NEW YORK CITY-Christopher O. Ward, executive director of the Port Authority of New York and New Jersey, is reportedly set to resign by the end of October, unnamed sources told the New York Times late Thursday. The announcement comes on the heels of the Port Authority’s recent fare and toll increase and the 10th anniversary of 9/11, both said to be hallmarks of Ward’s tenure.

The Times said the decision poses an issue for Governor Andrew M. Cuomo, who now must replace Ward as well as Jay Walder, who resigned as chairman of the Metropolitan Transportation Authority in July. The article also alludes to an unstable working relationship between Ward and Cuomo. GlobeSt.com previously reported that Ward called for stronger leadership at both the local and federal levels at a New York Building Congress event on August 31, just two weeks before the opening of the 9/11 Memorial.

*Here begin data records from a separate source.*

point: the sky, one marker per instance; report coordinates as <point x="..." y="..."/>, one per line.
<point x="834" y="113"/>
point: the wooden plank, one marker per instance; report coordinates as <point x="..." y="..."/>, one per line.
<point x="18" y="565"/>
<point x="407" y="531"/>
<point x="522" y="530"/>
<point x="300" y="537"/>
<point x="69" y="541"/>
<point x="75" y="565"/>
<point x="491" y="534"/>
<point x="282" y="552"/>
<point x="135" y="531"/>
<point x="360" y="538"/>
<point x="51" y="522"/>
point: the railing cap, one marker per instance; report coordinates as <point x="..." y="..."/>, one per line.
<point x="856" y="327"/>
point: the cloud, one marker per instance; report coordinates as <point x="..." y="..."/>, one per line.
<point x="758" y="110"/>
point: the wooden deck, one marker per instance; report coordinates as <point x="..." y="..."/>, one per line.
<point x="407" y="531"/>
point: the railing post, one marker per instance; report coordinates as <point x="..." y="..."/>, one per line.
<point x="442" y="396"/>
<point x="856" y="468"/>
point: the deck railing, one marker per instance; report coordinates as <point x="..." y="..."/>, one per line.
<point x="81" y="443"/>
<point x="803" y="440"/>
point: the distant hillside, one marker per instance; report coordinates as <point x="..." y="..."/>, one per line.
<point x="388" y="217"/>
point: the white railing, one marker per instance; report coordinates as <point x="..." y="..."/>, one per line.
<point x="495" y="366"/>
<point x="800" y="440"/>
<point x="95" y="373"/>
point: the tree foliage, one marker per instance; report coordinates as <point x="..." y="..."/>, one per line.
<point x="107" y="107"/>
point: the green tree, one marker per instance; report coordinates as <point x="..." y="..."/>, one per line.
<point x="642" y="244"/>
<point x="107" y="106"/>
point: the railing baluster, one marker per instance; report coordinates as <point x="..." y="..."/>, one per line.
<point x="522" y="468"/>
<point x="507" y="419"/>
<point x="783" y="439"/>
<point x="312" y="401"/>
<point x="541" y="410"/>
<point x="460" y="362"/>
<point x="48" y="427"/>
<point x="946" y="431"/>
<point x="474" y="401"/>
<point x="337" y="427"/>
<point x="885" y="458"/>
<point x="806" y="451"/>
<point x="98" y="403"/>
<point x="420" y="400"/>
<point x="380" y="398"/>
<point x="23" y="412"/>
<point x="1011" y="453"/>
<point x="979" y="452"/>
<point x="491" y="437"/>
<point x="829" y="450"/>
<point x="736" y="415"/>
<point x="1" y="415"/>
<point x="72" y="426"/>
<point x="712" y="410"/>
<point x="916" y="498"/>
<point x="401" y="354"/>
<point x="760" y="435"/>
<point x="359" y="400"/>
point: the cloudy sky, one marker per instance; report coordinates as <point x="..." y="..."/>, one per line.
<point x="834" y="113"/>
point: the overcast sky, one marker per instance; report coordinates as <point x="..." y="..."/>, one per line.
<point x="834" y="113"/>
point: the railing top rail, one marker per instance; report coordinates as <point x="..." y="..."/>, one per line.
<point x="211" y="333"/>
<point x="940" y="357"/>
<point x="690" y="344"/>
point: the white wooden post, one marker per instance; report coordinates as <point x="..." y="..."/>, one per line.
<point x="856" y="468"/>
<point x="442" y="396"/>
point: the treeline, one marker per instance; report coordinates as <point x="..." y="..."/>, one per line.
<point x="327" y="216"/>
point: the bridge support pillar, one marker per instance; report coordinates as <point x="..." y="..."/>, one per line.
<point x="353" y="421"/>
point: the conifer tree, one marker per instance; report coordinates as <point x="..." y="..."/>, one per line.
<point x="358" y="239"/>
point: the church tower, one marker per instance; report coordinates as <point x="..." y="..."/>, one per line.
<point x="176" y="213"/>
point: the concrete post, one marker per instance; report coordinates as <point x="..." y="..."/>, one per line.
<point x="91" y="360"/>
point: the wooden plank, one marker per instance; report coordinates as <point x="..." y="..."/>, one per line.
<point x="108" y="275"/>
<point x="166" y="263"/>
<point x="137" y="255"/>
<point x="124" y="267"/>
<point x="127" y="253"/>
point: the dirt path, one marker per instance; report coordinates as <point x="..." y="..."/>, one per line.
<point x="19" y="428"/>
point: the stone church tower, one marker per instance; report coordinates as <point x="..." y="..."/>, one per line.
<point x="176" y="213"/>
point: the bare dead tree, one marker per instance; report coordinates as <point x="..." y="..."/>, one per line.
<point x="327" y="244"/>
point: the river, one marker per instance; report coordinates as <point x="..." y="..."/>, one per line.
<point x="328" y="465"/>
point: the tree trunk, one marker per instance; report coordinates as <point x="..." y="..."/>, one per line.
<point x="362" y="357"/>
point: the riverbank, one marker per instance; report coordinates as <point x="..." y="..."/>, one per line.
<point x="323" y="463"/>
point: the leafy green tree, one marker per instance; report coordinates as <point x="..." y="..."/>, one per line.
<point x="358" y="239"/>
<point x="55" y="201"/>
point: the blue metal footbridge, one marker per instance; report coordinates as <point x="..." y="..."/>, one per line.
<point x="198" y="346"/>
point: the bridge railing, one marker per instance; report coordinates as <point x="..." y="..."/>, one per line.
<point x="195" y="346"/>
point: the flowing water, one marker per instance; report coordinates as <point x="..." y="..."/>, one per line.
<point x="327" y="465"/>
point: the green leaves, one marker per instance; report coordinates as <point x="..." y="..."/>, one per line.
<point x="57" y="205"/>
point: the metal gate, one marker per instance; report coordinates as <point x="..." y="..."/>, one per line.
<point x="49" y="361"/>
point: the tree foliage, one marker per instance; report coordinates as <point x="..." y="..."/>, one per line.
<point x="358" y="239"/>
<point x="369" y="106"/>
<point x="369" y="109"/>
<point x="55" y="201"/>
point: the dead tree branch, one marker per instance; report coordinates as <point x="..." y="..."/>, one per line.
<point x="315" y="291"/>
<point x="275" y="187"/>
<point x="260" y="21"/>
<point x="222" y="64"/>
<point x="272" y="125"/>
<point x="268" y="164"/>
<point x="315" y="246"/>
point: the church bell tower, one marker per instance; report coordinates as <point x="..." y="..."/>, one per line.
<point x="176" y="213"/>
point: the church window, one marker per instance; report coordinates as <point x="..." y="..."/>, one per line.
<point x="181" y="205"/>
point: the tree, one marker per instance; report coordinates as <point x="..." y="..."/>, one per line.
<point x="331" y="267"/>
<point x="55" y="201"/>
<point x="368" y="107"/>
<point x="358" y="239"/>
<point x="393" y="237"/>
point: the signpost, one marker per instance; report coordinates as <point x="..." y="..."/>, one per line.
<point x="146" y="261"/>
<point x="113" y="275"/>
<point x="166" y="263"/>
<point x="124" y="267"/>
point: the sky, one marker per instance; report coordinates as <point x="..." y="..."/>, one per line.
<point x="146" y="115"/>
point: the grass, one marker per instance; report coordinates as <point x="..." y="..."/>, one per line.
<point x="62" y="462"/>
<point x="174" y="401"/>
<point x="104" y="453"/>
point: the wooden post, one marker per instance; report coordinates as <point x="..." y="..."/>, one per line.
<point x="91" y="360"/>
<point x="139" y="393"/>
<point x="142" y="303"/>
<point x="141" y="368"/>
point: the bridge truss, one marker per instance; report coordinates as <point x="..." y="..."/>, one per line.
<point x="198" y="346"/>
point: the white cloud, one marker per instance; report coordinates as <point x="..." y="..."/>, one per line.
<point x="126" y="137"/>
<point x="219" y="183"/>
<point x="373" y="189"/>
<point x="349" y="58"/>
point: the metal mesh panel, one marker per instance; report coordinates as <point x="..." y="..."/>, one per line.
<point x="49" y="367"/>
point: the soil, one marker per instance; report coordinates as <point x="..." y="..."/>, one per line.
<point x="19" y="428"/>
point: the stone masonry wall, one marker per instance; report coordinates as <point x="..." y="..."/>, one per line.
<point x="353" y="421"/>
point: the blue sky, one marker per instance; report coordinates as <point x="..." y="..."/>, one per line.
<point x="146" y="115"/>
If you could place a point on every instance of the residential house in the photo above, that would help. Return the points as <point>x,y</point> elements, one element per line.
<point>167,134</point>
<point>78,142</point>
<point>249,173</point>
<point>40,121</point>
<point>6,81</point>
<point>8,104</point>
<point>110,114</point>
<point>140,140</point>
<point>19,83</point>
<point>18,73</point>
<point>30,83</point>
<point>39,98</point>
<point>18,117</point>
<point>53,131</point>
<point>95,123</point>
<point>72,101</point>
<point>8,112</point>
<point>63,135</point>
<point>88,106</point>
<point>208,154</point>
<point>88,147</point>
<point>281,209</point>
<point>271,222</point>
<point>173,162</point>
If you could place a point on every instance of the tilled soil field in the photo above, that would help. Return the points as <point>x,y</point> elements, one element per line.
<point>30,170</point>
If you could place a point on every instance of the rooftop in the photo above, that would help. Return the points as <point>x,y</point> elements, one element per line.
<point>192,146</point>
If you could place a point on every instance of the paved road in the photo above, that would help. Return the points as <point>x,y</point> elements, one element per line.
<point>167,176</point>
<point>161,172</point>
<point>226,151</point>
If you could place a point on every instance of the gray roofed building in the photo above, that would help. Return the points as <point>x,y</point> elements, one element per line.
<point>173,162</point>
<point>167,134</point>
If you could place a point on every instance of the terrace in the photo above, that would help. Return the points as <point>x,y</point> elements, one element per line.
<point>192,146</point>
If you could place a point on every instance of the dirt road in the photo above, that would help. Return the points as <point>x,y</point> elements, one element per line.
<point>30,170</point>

“If we are going to construct the next generation of critical projects, we need to restore the critical constituency and come back to our pragmatic center,” he said. “As a nation, a city, and of builders, current politics cannot endure,” Ward added. “We will not only lose the great public works projects that made us great, but we will lose our democratic center that has fundamentally bound us as a nation.”

Ward, who was appointed as executive director in 2008, is the Port’s highest paid employee and earns a salary of $304,922, the Times said. He previously served as the Port Authority’s chief of planning and external affairs, as well as director of port redevelopment from 1997 to 2002.

Prior to being appointed to executive director, Ward spent a year as CEO of American Stevedoring Inc., a port services company headquartered at the Brooklyn-Port Authority Marine Terminal with major operations at the Elizabeth-Port Authority Marine Terminal. Prior to American Stevedoring, Ward served as commissioner for the New York City Department of Environmental Protection from 2002 to 2005.

Ward currently provides oversight of the region’s five airports, four bridges, two tunnels, three bus terminals, PATH, ports and the World Trade Center redevelopment, totaling $929 billion in total investments. Calls to Port Authority and Cuomo’s office were not returned to GlobeSt.com for this article.